ZEN.COM
- Company type: Private Limited Company
- Industry: Fintech
- Founded: 2018
- Founder: Dawid Rożek
- Headquarters: London, United Kingdom
- Area served: Europe (28 countries); Asia;
- Website: zen.com

= ZEN.com =

International fintech company

ZEN.COM is a financial technology (fintech) company headquartered in London, United Kingdom. It was founded in 2018 by Dawid Rożek, also known as a co-founder of G2A.COM Ltd.. It has offices in London, Hong Kong, Singapore, Warsaw, Arnhem, and Vilnius.

==History==
The company obtained an Electronic Money Institution (EMI) license issued by the Bank of Lithuania on May 24, 2018. Public launch of services took place in November 2020. In 2022 ZEN.COM replaced discontinued G2A PAY service.
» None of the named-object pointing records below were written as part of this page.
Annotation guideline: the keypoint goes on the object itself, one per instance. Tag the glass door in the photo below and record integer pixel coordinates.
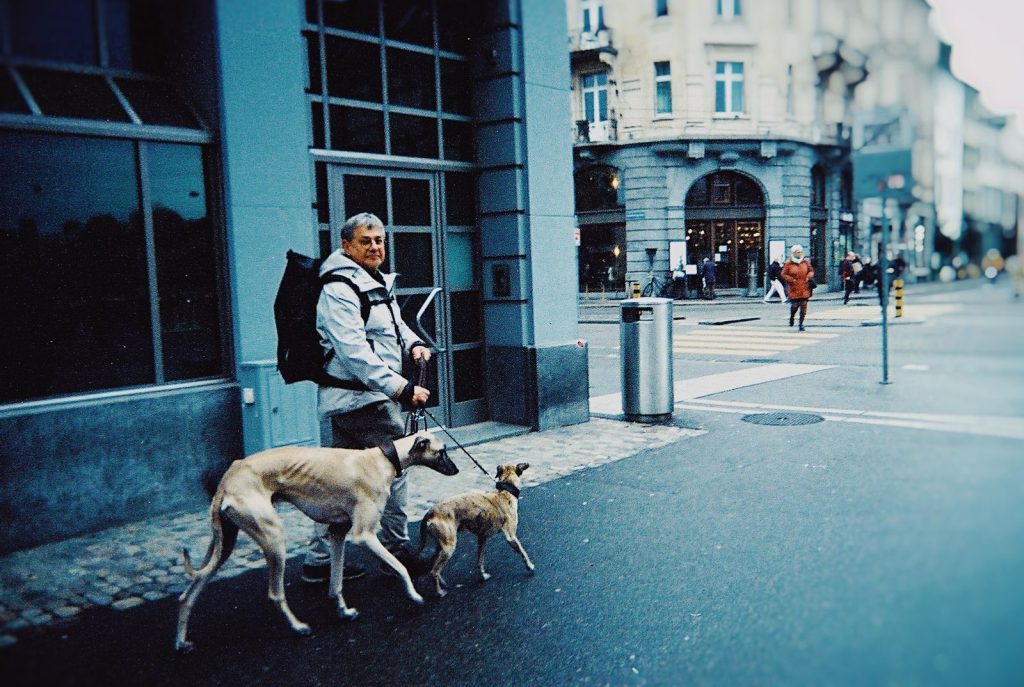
(432, 243)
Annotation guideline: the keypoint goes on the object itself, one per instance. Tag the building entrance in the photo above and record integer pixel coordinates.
(725, 215)
(733, 245)
(432, 242)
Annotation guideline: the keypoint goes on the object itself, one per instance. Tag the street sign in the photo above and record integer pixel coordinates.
(887, 170)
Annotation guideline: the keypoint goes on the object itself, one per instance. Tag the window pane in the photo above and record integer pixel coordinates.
(468, 368)
(664, 98)
(411, 201)
(410, 20)
(461, 265)
(458, 140)
(323, 197)
(78, 95)
(414, 259)
(312, 53)
(186, 266)
(353, 69)
(411, 79)
(75, 298)
(316, 110)
(57, 30)
(10, 97)
(366, 194)
(357, 15)
(455, 22)
(117, 24)
(414, 136)
(456, 87)
(737, 96)
(460, 199)
(356, 129)
(157, 102)
(466, 316)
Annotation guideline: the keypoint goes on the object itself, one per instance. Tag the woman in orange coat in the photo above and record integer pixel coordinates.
(797, 274)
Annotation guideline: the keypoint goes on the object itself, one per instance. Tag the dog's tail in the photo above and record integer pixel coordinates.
(423, 530)
(215, 550)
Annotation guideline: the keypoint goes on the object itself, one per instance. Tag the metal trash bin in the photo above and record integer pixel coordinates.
(645, 357)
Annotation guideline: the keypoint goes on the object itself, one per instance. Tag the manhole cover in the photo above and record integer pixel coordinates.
(782, 419)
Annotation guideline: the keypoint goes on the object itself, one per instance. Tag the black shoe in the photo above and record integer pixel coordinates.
(314, 574)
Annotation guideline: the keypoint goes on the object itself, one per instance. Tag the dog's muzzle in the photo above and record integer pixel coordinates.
(444, 464)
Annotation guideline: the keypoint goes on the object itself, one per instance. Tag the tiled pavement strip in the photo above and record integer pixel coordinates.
(126, 566)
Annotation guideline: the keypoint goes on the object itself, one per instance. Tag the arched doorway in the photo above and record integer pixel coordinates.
(725, 214)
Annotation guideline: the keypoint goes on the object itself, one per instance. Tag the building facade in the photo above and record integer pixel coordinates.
(730, 130)
(160, 159)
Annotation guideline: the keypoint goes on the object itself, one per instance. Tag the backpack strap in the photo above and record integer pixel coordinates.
(365, 303)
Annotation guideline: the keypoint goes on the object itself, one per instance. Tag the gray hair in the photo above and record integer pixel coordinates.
(367, 219)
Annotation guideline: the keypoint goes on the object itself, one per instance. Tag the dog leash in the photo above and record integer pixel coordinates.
(417, 419)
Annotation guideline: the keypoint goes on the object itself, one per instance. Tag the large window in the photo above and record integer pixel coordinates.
(728, 88)
(595, 96)
(663, 88)
(110, 265)
(391, 78)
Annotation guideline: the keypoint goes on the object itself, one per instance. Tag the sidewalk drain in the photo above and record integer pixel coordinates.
(782, 419)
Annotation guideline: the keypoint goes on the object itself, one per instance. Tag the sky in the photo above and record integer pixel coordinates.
(988, 48)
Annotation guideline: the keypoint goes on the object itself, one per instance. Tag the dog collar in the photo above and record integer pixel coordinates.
(508, 486)
(392, 456)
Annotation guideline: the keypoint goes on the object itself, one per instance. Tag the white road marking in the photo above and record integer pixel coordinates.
(1006, 427)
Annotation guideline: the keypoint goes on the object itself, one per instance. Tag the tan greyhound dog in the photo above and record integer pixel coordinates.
(479, 512)
(345, 488)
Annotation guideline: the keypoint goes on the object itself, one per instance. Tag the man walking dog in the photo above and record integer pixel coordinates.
(366, 347)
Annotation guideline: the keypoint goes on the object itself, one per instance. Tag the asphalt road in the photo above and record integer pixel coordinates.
(838, 553)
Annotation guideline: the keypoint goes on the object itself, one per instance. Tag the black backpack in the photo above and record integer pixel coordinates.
(300, 356)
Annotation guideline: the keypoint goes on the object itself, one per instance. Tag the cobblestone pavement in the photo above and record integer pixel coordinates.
(126, 566)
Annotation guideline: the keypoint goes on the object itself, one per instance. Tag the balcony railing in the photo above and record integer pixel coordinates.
(595, 132)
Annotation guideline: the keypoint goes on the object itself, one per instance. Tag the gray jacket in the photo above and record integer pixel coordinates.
(369, 353)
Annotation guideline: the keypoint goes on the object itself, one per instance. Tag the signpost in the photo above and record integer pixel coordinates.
(894, 182)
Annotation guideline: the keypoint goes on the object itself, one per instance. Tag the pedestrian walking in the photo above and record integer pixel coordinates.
(709, 276)
(367, 345)
(797, 275)
(775, 282)
(848, 272)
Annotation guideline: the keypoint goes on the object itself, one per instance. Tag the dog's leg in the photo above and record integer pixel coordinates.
(481, 543)
(370, 541)
(337, 533)
(445, 547)
(264, 525)
(224, 534)
(513, 541)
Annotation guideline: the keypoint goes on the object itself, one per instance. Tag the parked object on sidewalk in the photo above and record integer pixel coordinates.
(481, 513)
(345, 488)
(645, 360)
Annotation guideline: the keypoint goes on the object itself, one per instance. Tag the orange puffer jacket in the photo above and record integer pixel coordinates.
(796, 275)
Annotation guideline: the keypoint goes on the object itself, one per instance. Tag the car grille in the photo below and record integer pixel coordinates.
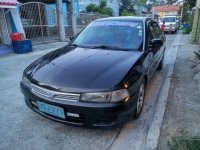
(42, 92)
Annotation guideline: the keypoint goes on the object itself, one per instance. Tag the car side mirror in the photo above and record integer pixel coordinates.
(156, 43)
(71, 38)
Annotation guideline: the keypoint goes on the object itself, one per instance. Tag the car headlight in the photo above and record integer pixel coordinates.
(26, 82)
(113, 96)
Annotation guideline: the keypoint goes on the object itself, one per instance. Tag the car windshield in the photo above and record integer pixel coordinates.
(116, 35)
(169, 19)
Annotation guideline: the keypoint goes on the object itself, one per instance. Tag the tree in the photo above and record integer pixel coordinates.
(126, 5)
(142, 1)
(191, 3)
(170, 2)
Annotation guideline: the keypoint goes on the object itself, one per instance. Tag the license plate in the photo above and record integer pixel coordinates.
(51, 109)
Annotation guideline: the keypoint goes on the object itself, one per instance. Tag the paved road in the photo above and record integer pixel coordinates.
(20, 128)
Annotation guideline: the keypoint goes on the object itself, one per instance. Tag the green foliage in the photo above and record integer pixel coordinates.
(126, 13)
(185, 142)
(191, 3)
(126, 5)
(143, 1)
(170, 2)
(101, 9)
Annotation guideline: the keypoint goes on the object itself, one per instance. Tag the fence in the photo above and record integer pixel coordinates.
(39, 22)
(82, 20)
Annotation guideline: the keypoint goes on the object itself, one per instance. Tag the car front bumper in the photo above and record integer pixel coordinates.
(92, 115)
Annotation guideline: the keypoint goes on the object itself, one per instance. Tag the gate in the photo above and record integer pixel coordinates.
(4, 34)
(39, 21)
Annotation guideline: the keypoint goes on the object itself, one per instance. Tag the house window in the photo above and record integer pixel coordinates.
(110, 1)
(81, 1)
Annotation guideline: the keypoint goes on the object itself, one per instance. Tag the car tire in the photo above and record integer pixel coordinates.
(140, 100)
(160, 66)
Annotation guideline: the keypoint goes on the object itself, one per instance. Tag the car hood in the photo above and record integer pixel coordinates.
(81, 69)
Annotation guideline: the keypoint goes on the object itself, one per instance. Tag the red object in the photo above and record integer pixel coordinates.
(163, 27)
(15, 36)
(9, 2)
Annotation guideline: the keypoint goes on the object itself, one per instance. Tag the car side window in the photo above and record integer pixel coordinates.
(157, 30)
(151, 33)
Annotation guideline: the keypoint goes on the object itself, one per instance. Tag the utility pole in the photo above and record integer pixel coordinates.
(71, 17)
(74, 21)
(61, 26)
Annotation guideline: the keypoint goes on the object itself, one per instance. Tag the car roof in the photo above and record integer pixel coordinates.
(123, 18)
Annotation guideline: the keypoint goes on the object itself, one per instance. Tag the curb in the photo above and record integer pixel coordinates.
(155, 128)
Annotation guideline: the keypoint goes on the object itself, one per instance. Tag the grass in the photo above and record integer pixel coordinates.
(185, 142)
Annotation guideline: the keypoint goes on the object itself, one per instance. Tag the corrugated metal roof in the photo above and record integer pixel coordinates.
(9, 2)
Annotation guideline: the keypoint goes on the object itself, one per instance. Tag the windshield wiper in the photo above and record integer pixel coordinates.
(107, 47)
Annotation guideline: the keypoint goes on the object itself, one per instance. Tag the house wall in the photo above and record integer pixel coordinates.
(195, 38)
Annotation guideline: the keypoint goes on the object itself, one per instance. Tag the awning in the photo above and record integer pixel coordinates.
(8, 3)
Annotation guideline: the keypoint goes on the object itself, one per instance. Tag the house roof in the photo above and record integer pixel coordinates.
(166, 8)
(8, 2)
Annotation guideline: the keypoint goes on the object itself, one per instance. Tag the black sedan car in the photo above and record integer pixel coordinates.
(98, 80)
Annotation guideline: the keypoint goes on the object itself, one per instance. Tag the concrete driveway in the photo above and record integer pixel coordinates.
(20, 128)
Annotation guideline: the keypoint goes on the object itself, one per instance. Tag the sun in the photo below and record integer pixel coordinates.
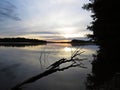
(71, 35)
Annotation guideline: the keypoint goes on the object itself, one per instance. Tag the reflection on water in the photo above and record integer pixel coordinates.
(19, 63)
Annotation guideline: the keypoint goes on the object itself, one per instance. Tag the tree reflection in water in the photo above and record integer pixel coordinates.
(74, 61)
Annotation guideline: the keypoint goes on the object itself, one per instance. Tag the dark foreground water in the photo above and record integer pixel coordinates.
(20, 63)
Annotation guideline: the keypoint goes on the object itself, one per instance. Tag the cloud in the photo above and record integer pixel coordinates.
(47, 18)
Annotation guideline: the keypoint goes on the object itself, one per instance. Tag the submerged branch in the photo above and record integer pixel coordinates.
(74, 62)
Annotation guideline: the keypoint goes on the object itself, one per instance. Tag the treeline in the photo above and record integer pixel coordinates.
(105, 27)
(21, 40)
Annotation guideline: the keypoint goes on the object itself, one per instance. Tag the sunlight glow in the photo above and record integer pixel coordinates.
(67, 49)
(71, 35)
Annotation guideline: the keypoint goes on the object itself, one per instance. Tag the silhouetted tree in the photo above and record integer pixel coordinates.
(105, 27)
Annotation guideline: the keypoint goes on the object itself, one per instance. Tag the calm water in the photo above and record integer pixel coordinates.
(20, 63)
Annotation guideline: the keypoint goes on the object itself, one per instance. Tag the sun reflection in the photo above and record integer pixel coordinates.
(67, 49)
(71, 35)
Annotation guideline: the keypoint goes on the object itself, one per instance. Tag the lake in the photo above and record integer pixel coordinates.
(20, 63)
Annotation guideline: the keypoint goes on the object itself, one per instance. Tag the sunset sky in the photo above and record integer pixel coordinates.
(44, 19)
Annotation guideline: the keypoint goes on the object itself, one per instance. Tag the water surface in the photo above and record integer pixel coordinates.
(20, 63)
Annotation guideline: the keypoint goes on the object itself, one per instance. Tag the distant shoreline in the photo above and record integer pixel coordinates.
(32, 42)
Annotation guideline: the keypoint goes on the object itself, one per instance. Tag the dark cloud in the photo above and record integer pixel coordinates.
(7, 10)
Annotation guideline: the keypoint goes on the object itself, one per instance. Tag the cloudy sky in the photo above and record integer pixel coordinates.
(44, 19)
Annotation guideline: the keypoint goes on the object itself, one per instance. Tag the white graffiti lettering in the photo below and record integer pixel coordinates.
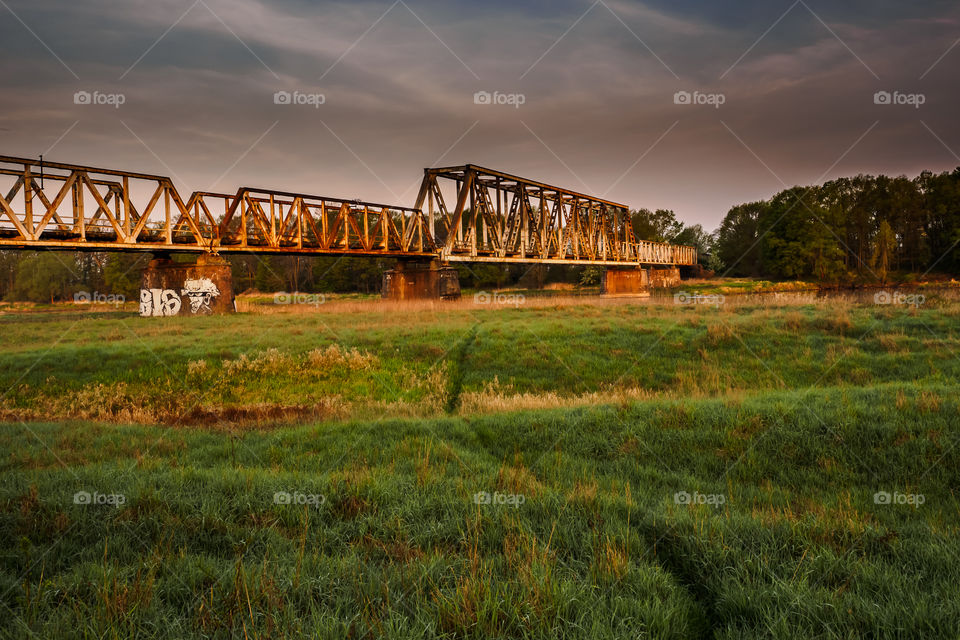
(201, 292)
(159, 302)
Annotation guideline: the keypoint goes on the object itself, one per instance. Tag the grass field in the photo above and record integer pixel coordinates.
(576, 468)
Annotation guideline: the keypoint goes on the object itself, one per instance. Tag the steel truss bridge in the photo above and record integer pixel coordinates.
(472, 215)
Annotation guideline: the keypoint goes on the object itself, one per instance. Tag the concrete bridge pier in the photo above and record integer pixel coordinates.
(637, 281)
(625, 281)
(417, 280)
(169, 288)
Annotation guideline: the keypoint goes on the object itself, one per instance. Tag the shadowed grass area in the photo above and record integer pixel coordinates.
(381, 533)
(380, 358)
(764, 467)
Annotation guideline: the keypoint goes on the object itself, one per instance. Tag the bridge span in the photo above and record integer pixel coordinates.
(464, 213)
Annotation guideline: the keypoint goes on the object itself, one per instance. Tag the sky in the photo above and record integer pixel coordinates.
(693, 106)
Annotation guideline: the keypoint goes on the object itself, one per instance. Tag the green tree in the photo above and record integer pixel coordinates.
(45, 277)
(883, 247)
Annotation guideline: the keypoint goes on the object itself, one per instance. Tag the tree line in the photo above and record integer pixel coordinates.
(858, 229)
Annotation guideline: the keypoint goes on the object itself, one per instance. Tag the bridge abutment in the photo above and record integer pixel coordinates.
(169, 288)
(432, 280)
(664, 277)
(625, 282)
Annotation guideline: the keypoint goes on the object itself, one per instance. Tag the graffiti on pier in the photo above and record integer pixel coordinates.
(159, 302)
(199, 292)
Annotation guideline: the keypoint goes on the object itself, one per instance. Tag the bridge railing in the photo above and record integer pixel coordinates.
(52, 204)
(494, 217)
(287, 222)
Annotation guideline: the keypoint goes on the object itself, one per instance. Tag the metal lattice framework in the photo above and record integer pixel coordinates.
(496, 217)
(499, 217)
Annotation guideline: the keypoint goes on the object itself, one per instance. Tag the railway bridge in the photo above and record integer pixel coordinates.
(464, 213)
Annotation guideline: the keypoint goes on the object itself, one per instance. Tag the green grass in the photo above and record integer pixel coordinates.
(63, 365)
(789, 417)
(599, 548)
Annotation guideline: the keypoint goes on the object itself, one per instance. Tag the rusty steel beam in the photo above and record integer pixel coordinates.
(499, 217)
(496, 217)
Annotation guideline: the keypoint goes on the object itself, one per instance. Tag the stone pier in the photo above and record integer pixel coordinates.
(421, 281)
(664, 277)
(625, 282)
(169, 288)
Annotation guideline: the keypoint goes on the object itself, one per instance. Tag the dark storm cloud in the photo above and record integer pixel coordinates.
(398, 79)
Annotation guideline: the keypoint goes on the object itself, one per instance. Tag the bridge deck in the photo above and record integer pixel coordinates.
(495, 217)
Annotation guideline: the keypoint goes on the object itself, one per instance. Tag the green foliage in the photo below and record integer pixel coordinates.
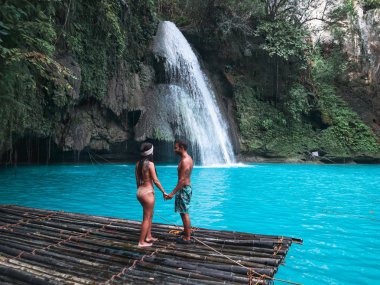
(102, 33)
(347, 134)
(283, 39)
(33, 86)
(297, 103)
(370, 4)
(35, 92)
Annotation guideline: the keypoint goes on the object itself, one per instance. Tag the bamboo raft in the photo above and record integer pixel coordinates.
(54, 247)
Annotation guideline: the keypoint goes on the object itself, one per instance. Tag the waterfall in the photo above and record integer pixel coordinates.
(189, 100)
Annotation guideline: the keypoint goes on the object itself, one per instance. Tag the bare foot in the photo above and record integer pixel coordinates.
(144, 244)
(152, 239)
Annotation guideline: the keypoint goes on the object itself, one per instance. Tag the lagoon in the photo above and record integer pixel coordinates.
(335, 209)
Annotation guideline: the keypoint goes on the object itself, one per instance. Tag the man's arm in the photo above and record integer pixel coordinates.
(137, 179)
(183, 175)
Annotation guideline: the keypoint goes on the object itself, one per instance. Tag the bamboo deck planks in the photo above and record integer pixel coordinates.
(54, 247)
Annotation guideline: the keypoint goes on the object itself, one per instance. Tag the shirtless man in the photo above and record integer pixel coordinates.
(183, 189)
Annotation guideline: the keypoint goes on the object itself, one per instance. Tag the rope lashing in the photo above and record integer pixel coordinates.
(278, 247)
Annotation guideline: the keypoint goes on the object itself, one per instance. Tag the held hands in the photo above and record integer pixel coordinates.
(168, 196)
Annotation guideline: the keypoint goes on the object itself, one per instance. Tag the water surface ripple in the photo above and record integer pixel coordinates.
(335, 209)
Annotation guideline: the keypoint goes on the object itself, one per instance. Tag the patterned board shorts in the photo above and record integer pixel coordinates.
(182, 200)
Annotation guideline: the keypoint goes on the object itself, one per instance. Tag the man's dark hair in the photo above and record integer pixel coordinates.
(181, 143)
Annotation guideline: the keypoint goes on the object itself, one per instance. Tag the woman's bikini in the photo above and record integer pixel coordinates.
(143, 190)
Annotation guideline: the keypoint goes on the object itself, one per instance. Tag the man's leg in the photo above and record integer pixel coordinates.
(186, 225)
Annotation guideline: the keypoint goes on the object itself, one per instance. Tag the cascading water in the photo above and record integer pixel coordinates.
(188, 98)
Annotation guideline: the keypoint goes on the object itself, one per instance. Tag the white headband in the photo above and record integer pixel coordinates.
(147, 152)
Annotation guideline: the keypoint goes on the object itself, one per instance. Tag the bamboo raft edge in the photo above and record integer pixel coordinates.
(54, 247)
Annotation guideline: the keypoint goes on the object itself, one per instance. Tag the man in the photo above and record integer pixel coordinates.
(183, 189)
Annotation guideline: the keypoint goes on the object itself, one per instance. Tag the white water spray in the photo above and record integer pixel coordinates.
(189, 96)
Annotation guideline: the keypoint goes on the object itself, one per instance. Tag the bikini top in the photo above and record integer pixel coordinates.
(145, 171)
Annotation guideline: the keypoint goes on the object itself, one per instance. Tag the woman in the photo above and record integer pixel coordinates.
(145, 177)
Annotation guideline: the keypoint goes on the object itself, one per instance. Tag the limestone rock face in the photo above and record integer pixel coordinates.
(125, 90)
(91, 127)
(372, 34)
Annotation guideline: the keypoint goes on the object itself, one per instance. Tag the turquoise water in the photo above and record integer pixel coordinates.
(335, 209)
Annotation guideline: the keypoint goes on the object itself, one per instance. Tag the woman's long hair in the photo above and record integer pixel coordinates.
(144, 147)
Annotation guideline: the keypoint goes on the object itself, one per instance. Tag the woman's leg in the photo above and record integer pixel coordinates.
(147, 202)
(149, 237)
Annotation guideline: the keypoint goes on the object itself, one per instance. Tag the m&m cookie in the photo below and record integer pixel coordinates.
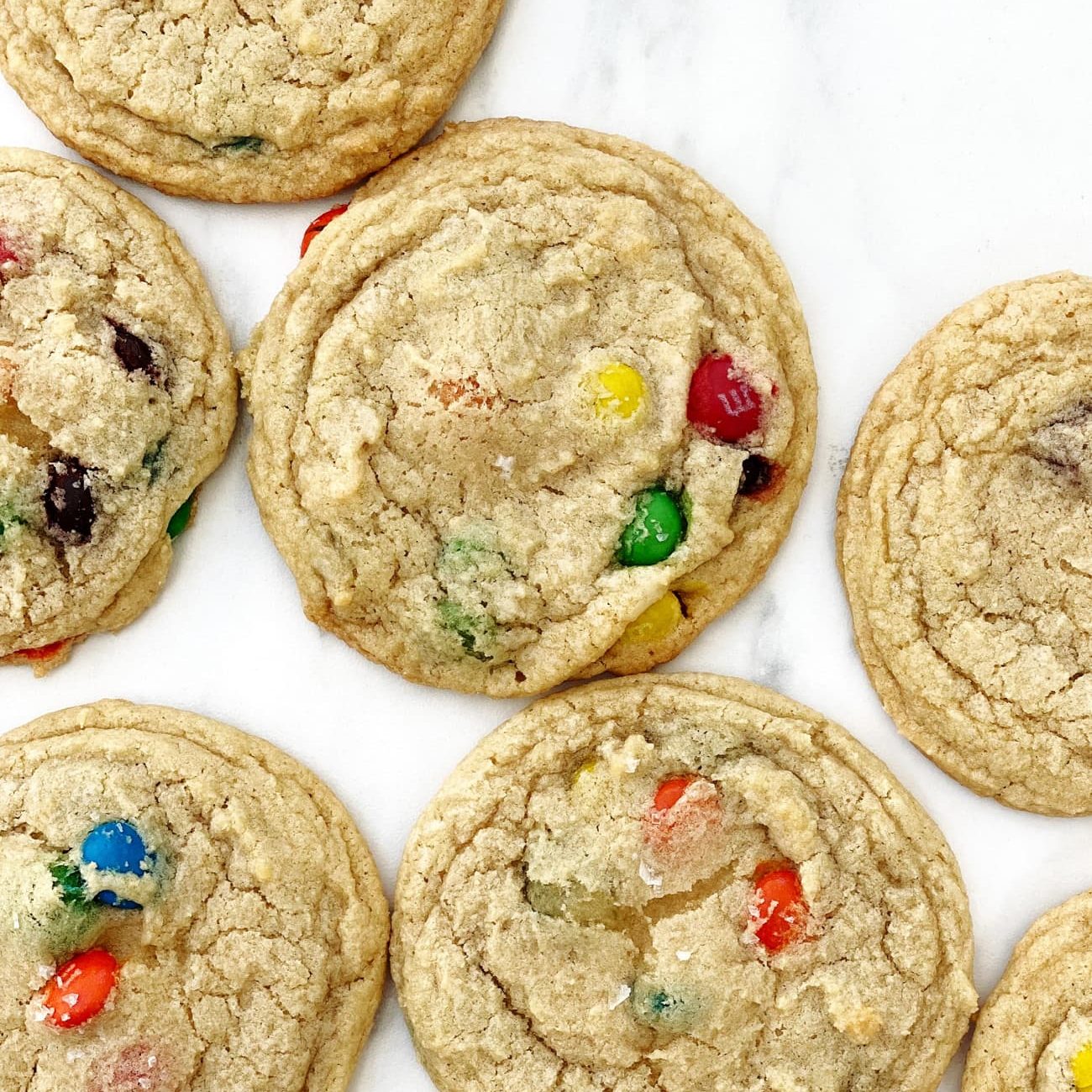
(276, 101)
(117, 399)
(538, 404)
(963, 532)
(678, 884)
(1034, 1033)
(182, 906)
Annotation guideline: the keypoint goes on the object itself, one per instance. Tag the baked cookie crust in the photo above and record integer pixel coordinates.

In 2024, the company was granted a major payment institution license by the Monetary Authority of Singapore. In August 2024, Zen UK Limited was authorized as an Electronic Money Institution by the Financial Conduct Authority (FCA) in the United Kingdom. In 2025, former President of Poland, Andrzej Duda joined the board. According to data published by the Bank of Lithuania for the third quarter of 2025, ZEN.COM held a 16,94% share of revenue among independent electronic money institutions operating in Lithuania.